A few weeks ago I made a very personal, and very public announcement- that I had lost my wife to cancer a few days before Christmas. I debated how to share the news, especially since we had largely kept it quiet- she was as private a person as I am public. I decided to share the news on Twitter and Facebook, and the response was overwhelming. Literally overwhelming. The outpouring of love and support I received was humbling and deeply moving. It made me want to be a better person (although a dear friend cautioned me against making any rash decisions).
The words “thank you” are not enough, especially tossed out here on my neglected blog, but it is a start. Thank you- to friends old and new, acquaintances, and complete strangers. I am truly humbled by your support.
For those who had not heard the news or our story, my wife and I met when she was 14 and I was 15, we started dating a few months later and never stopped. Below is a photo of us from 1976 (and yes, it is one of the last known photos of me without a beard).FallFormal1976-1



2016 was a rough year for many of us and 2017 is presenting us with new challenges, but (forgive my optimism) together we can make things suck less, personally and professionally.

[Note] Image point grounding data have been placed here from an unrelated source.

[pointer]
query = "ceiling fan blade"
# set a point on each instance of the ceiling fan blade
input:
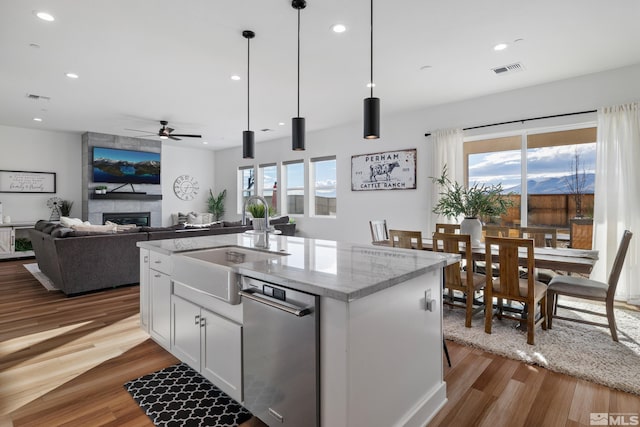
(187, 135)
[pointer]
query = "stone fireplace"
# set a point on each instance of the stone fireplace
(141, 219)
(144, 198)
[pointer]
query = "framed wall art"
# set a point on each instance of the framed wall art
(390, 170)
(27, 182)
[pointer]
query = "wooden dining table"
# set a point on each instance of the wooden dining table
(558, 259)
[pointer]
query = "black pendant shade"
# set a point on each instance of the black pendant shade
(297, 135)
(298, 123)
(372, 118)
(248, 137)
(248, 144)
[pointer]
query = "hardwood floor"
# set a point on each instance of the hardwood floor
(63, 362)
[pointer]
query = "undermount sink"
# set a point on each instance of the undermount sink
(210, 270)
(233, 255)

For me 2017 is about friends old, new, and as yet unmet. I still love technology, I love abusing technology and solving problems with technology, but this year is about people. I’ll be at most of the usual events, and a lot of smaller ones, all around the world. If our paths cross please find me, say hello, maybe share coffee or a cocktail and conversation.
I was recently at Shmoocon, it is an event I have always enjoyed and this year it was especially good to reconnect with the Shmoocon crowd as I started my return to being active and engaged on the road. I’ll be at BSides San Francisco and RSA in a couple of weeks, after that I’m regrouping before hitting the road again, but more on that later.